Newt sat in his desk chair and spun around. He conjured a safari hat from the old days and plopped it on Rolf's head. The baby simply lay there. Newt, smiling, opened the album and one of his journals. He jerked his head when an apparatus clicked. Queenie, beaming like the Twenties resurfaced, lit up her face with a radiant smile. Tina, pecking behind her, attacked some cobbler. Queenie set down the camera, held up a finger, and returned with a laden tray of cherry cobbler, vanilla ice and a cup of cocoa.

"Someone left this." Queenie set a box on the desk. It was a Cartier watch. Queenie, curious, opened the Christmas card and read through it. "Who's Jessica?"

Tina choked on her dessert and set the fork on the plate.

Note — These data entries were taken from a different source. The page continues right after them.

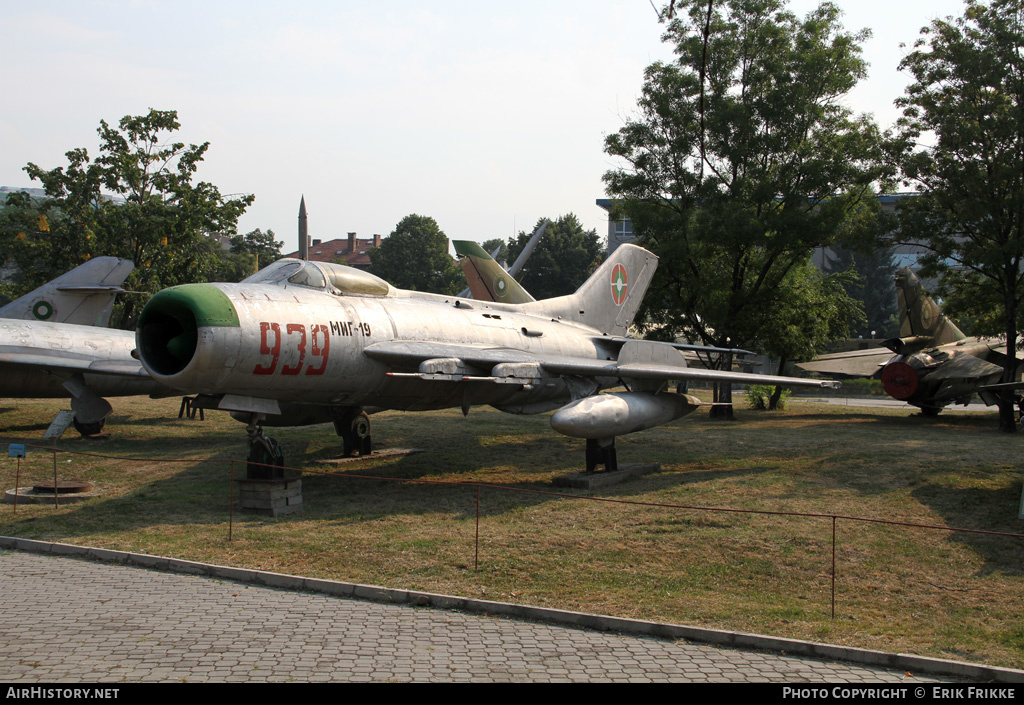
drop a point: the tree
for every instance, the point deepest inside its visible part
(564, 257)
(415, 256)
(811, 310)
(741, 161)
(968, 95)
(258, 243)
(872, 285)
(137, 200)
(497, 244)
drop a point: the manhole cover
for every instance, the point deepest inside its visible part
(64, 487)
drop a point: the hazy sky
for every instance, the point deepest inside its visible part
(484, 116)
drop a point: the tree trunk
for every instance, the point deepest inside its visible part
(723, 395)
(1008, 420)
(777, 394)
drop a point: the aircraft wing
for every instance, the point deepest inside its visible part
(965, 367)
(471, 363)
(69, 361)
(852, 364)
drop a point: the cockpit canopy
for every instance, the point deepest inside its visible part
(336, 279)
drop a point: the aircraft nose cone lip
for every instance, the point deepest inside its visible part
(168, 327)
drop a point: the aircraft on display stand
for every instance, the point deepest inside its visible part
(305, 342)
(932, 364)
(54, 343)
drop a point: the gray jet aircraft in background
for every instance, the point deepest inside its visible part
(310, 342)
(53, 343)
(932, 364)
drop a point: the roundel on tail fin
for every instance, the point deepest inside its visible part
(620, 284)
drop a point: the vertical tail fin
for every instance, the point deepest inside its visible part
(920, 315)
(487, 281)
(609, 299)
(84, 295)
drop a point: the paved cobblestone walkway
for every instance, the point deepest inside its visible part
(70, 620)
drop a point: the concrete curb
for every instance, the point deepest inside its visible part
(736, 639)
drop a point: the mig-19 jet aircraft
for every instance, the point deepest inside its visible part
(311, 342)
(932, 364)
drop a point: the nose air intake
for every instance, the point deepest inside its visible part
(168, 328)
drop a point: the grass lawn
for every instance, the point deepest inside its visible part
(949, 594)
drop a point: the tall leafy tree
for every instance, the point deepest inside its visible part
(963, 147)
(416, 256)
(258, 243)
(871, 285)
(811, 310)
(564, 257)
(137, 200)
(740, 161)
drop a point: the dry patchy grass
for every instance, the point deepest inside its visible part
(950, 594)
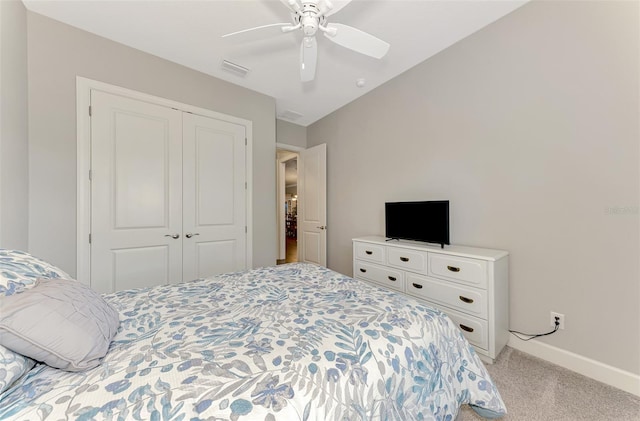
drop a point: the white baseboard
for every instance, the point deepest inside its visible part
(593, 369)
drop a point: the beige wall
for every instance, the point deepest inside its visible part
(530, 128)
(57, 54)
(14, 161)
(291, 134)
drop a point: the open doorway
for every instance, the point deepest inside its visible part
(287, 162)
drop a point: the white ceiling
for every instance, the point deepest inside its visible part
(189, 32)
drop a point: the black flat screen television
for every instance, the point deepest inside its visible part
(419, 221)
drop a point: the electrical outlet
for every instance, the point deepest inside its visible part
(560, 319)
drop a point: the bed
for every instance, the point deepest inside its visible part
(291, 342)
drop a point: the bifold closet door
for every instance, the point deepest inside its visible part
(136, 199)
(214, 211)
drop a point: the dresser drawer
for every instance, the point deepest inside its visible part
(384, 276)
(371, 252)
(460, 269)
(468, 300)
(475, 330)
(412, 260)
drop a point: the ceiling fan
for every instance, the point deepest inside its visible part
(309, 16)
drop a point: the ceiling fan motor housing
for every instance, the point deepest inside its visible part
(309, 18)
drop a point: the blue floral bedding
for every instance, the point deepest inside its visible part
(292, 342)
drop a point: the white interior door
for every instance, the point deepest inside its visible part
(136, 191)
(312, 205)
(214, 209)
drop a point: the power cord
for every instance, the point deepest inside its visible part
(535, 335)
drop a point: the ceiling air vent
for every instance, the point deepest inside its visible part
(289, 115)
(234, 68)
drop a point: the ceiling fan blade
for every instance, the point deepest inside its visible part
(357, 40)
(308, 59)
(293, 6)
(259, 28)
(334, 6)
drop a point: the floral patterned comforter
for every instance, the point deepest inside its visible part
(292, 342)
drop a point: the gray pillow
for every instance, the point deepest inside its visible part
(60, 322)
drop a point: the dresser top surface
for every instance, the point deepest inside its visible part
(452, 250)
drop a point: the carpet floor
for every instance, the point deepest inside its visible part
(533, 389)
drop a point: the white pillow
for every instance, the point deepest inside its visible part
(19, 271)
(63, 323)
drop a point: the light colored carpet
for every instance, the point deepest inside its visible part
(533, 390)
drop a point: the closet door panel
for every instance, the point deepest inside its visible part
(136, 192)
(214, 197)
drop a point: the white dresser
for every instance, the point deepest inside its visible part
(471, 285)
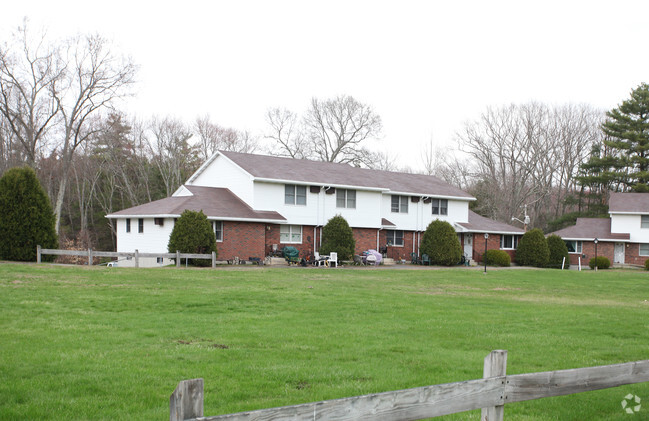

"Just a girl," said Newt, reading the inscription on the scratched back. He found spare spectacles on the desk drawer, put these on, and shifted the sleeping infant in his arms.

Tina said nothing. She stood there, not really sure what to say, and patted her grey hair awkwardly, and Queenie beamed eagerly, ready to dish on the details. Newt went back to his reading, completely at home. He recalled something, a fleeting memory from long ago. Queenie claimed Millie for her pillow, and the Kneazle followed her back down the corridor. Newt smiled, recalling the night he'd slipped into a suitcase with a Jacob Kowalski.

"Some girl, just a girl," he said softly, speaking barely above a whisper, "walked into this bedroom and set a cup of cocoa on a bedside table. And then she left. It meant nothing - nothing sometimes means everything. Thank you."

"It was just cocoa," she said, polishing off the cobbler crumbs with her fingers.

"There's more in there." Newt jerked his head in the direction of the kitchen. "You're going back for seconds?"

"Thinking about it." She licked the fork, reminding Newt irresistibly of a smaller Sarah. She did this playful skip kick thing, pulling another Sarah thing, although Tina caught herself and checked her balance. "We're really doing this?"

"Mmmm hmmm," said Newt, his spectacles resting on the bridge of his nose. Tina pointed at Rolf and called him a sidekick. Newt supposed he walked right into that one. "Should be fun."